Of course, even if their government keeps its distance, U.S. companies can still benefit from RCEP in their Asian operations.

It’s a breakthrough for China and Japan — and ASEAN’s moment to shine

For China, Japan and South Korea, in particular, RCEP is a major milestone. For the first time, East Asia’s big three economies will be connected by a free trade agreement.

Tariffs on 86% of Japanese goods exported to China will be eliminated, for example, up from the current 8%. This promises big benefits for Japanese manufacturers, such as automobile parts suppliers.

China’s Ministry of Finance said in a statement that “China and Japan have reached a bilateral tariff reduction arrangement for the first time, marking a historic breakthrough.” The ministry said countries are creating an environment that “is conducive to promoting a high level of trade liberalization within the region.”

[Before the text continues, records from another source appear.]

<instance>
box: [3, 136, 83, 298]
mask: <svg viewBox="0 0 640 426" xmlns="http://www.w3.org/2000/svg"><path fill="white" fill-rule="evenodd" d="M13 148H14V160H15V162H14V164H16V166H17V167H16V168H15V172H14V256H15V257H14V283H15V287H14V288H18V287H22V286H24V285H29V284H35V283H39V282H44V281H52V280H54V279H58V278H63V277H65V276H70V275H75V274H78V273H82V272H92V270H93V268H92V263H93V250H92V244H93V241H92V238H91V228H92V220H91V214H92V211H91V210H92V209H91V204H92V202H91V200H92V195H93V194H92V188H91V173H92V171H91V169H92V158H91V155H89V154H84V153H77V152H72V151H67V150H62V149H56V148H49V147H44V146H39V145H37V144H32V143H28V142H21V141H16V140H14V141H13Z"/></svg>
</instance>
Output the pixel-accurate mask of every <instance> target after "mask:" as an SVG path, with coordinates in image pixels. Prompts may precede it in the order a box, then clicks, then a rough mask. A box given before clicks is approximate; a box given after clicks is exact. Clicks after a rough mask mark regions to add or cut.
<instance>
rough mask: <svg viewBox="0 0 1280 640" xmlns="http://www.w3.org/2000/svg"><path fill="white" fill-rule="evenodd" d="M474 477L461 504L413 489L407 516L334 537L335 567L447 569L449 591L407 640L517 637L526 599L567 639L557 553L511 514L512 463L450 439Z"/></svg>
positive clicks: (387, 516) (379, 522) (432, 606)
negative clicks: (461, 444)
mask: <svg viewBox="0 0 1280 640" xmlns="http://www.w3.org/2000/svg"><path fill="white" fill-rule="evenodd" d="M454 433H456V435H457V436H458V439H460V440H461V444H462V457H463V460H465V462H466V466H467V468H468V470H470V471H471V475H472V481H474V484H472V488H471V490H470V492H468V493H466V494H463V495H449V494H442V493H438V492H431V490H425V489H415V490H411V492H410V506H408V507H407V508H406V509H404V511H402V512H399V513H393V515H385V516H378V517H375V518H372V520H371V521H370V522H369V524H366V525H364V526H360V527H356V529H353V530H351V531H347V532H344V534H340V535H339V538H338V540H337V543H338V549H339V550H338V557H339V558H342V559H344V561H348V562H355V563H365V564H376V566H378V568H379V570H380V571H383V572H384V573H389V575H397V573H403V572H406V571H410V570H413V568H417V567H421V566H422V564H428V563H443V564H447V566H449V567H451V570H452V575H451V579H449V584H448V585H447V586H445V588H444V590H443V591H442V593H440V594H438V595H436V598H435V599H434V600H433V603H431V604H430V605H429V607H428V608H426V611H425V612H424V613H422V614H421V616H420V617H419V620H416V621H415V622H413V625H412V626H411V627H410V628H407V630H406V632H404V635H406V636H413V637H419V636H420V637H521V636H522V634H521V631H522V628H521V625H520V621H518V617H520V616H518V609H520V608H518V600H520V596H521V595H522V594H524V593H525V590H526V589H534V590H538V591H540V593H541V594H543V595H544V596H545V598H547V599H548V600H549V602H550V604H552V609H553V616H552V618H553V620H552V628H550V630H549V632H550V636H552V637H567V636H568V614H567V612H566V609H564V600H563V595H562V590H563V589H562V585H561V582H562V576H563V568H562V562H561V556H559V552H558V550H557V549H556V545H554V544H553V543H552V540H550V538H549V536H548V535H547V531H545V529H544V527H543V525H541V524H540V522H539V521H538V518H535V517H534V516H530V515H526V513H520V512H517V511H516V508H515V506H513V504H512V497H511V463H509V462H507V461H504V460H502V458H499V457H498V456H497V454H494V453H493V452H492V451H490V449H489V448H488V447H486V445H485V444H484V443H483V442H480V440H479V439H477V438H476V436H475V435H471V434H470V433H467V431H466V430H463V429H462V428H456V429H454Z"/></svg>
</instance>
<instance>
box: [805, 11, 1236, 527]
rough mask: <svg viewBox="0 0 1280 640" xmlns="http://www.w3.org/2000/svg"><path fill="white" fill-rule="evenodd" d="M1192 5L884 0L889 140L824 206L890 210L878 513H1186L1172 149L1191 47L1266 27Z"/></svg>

For ASEAN, which already has free trade within the bloc as well as deals with other countries, RCEP will have less of an impact on tariffs. But it is still a big win for the association, which has bucked the trend of global protectionism and spearheaded the drive to conclude the agreement.

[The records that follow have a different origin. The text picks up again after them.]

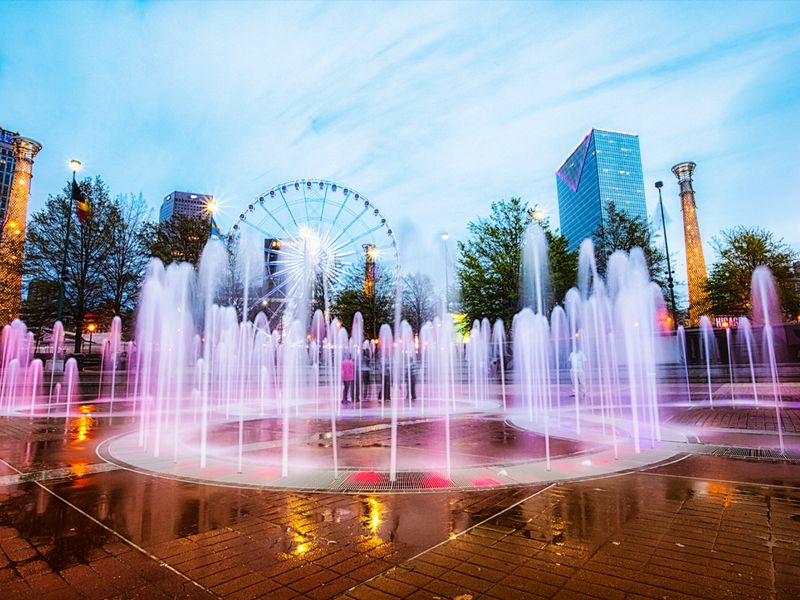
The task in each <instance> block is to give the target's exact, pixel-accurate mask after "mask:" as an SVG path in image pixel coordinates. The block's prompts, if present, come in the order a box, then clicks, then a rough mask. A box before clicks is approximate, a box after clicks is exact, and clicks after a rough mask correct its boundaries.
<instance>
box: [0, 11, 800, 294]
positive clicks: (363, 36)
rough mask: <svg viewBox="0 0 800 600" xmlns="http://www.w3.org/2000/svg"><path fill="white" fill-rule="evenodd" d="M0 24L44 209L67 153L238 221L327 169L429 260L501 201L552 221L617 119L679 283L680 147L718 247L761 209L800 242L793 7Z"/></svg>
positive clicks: (680, 266)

“ASEAN has played a critical role in this journey,” Singaporean Trade and Industry Minister Chan Chun Sing told reporters on Sunday. “Its leadership as a trusted and neutral group has enabled our partners to come together in an unprecedented way and cooperate under the umbrella of RCEP.”

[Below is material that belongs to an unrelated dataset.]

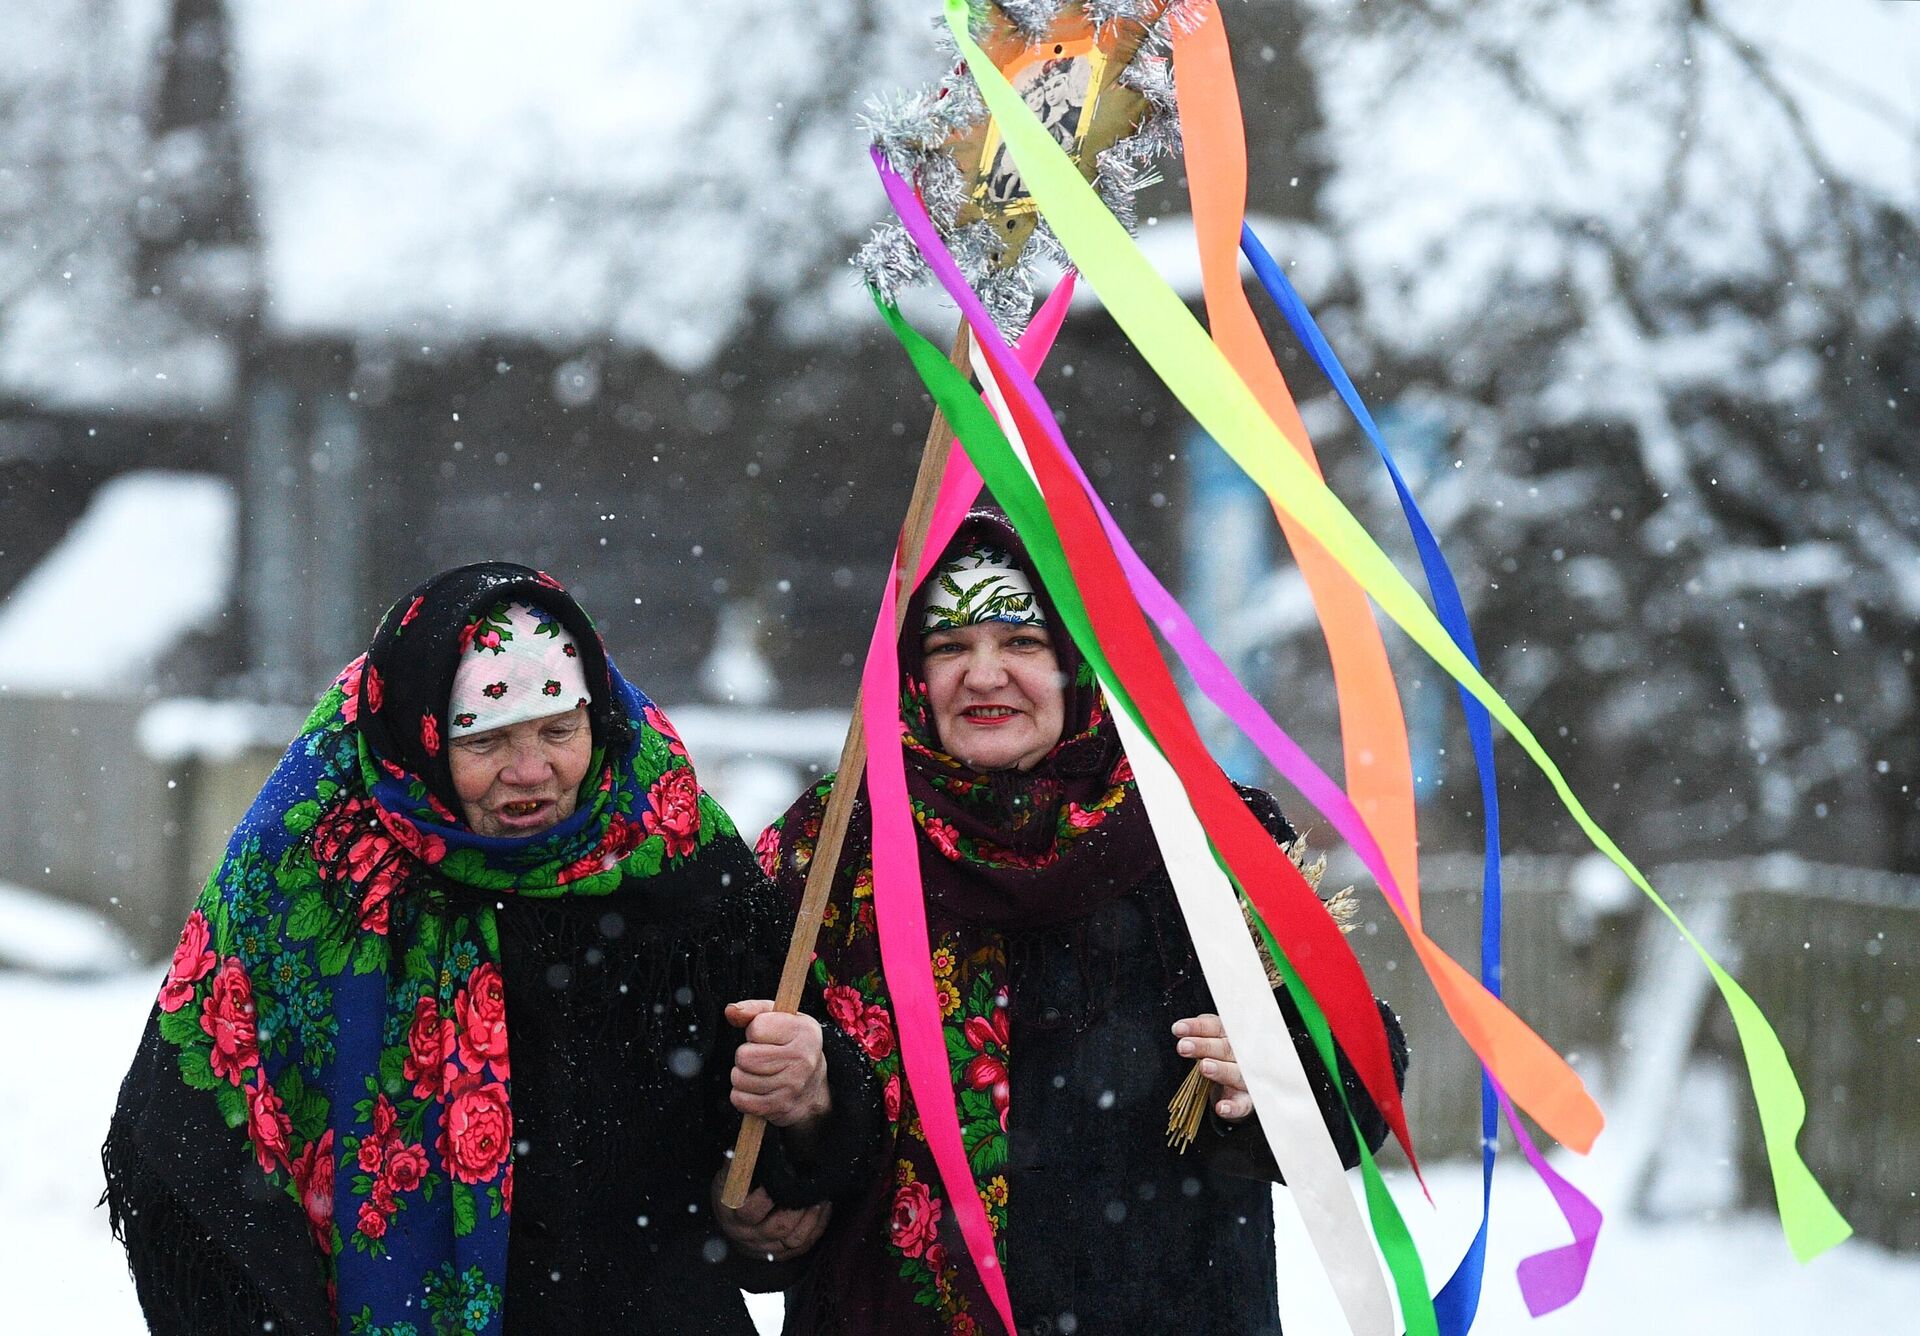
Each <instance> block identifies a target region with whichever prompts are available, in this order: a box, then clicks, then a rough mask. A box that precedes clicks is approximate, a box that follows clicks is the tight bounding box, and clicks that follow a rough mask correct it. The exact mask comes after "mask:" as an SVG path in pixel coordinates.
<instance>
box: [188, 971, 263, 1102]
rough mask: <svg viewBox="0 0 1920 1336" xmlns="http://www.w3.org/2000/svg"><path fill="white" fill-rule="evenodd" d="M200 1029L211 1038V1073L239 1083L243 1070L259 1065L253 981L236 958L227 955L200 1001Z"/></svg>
mask: <svg viewBox="0 0 1920 1336" xmlns="http://www.w3.org/2000/svg"><path fill="white" fill-rule="evenodd" d="M200 1029H204V1031H205V1033H207V1035H209V1037H211V1038H213V1052H211V1056H209V1062H211V1065H213V1075H215V1077H223V1079H225V1081H228V1083H230V1085H236V1086H238V1085H242V1083H244V1081H246V1073H248V1069H252V1067H257V1065H259V1037H257V1031H255V1017H253V983H252V981H250V979H248V973H246V967H242V964H240V962H238V960H236V958H230V956H228V958H227V962H225V964H221V969H219V973H215V975H213V987H211V989H207V996H205V998H204V1000H202V1004H200Z"/></svg>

There are still hurdles ahead

After the signing, individual members still need to ratify RCEP. The deal will only take effect after at least six ASEAN states and three non-ASEAN ones complete this process. It could take some time, even in countries that move fast.

Singapore’s Chan said he expects his country will ratify it in the next few months. Indonesia’s process will start with the translation of the lengthy document. “Hopefully in the next two months, we can finish the translation … to be submitted to the president and the [national assembly] for ratification,” Imam Pambagyo, general director of international trade negotiation at Indonesia’s trade ministry, told the media on Sunday.

Some countries might take years to get the job done, according to Nick Marro, lead analyst for global trade at the Economist Intelligence Unit.

“Ratification will likely be tricky in national parliaments, owing to both anti-trade and anti-China sentiment,” he said in a note issued on Monday. “That’ll be one of the unintended consequences of China’s more aggressive foreign policy tilt from over the past year. It might range from at least several months to several years until the deal becomes effective.”

In other words, RCEP members may not reap the benefits as quickly as they expected.

Another challenge will be bringing India back into the fold. Asia’s third largest economy was originally involved in the talks but pulled out last year, as it was wary of hurting its local businesses and farmers.